Missing data estimation (Clyde study)
Transformation options for the Clyde environmental matrix, Clyde environment, are discussed in more detail in the following (PCA) section, but the tool to carry out separate transforms on sets of variables, Pre-Treatment>Transform(individual), rather than transforming the whole array, Pre-treatment>Transform(overall), was met in Section 4, applied to the environmental data from the Ekofisk oil-field study. Here, all heavy metals and organics (10 of the 11 variables) will benefit from log transformation, to reduce their right-skewness and so bring these continuous variables closer to normality across the sites (in so far as that can be judged from only 12 samples!). Thus, highlight all variables except Water Depth (Dep) and take Pre-treatment>Transform(individual)>(Expression: log(V+0.1)) & (✓Rename variables), renaming the result Clyde log abiotic.
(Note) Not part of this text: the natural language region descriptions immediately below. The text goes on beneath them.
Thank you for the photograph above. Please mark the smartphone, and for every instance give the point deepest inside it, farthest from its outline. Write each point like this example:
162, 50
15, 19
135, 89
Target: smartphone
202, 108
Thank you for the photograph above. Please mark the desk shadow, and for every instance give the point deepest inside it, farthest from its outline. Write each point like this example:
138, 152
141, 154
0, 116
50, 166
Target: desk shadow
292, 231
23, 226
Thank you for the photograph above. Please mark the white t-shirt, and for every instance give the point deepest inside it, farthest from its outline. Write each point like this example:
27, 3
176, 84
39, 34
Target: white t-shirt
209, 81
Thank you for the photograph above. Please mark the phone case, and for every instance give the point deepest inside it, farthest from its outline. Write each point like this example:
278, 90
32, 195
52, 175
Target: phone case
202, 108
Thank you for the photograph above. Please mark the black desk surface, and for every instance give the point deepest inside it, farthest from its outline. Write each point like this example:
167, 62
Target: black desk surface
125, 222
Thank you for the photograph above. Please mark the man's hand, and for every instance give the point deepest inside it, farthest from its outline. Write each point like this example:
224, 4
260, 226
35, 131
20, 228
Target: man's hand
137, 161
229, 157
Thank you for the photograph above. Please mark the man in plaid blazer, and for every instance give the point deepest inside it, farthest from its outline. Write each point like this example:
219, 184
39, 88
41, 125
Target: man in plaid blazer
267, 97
Give the variables in this sheet shorter names (e.g. lnCu, lnMn etc) with Edit>Labels>Variables.
Take a copy with Tools>Duplicate and from this remove a couple of cells at random – perhaps (S4, lnCu) and hit the delete key, then (S7, lnPb) and delete again. Both cells will now be displayed as Missing!. Analyse>Draftsman Plot on this transformed data shows that normality assumptions are probably now acceptable (see the following section) but the above DpP criterion for the whole matrix fails badly (n = 12, p = 11, m = 2, so DpP = 1.7) and we should not trust the outcome even if Tools>Missing converges (it does not, here). The correlation matrix output with the drafts¬man plot does, however, show some very high correlations between e.g. Cu, Pb and Zn, which gives a better basis for prediction than the whole matrix. So, select just these three variables (highlight them then Select>Highlighted), and Tools>Missing produces credible missing data estimates of 4.18 (S4, ln Cu) and 5.26 (S7, ln Pb), compared with the original 4.31 and 5.17. Note that the ratio DpP = 3.3, which is still some way from respectability, but clearly is capable (sometimes at least) of producing useful results. The results window shows that the imprecision (under the assumption that the value is missing at random, of course) is lower for the estimated (S7, Pb) reading than the (S4, Cu) value, though both are rather well determined. The standard deviation of the estimate for (S7, Pb) is about 0.07 and for (S4, Cu) about 0.30, so that rough confidence intervals are (3.6, 4.8) and (5.8, 6.1) respectively. The reason for this difference in precision is clear from the draftsman plot for these three Cu, Zn, Pb variables, on which the respective points are manually circled (the plot window was copied and pasted to Powerpoint with Ctrl-C and Ctrl-V). The linear relationship between Pb and one of the other variables (Pb) is seen to be extremely tight, whereas Cu is not so highly correlated with either Zn or Pb, so there is inevitably greater uncertainty in the interpolation – it is a consequence of the multivariate normality condition that these relationships are estimated as straight lines. The estimates now need to be individually copied (click in the cell and Ctrl-C) and pasted back into the full matrix (Ctrl-V at the cursor). Of course the process is more automatic in less borderline cases, with larger n, when the full matrix can be input to Tools>Missing.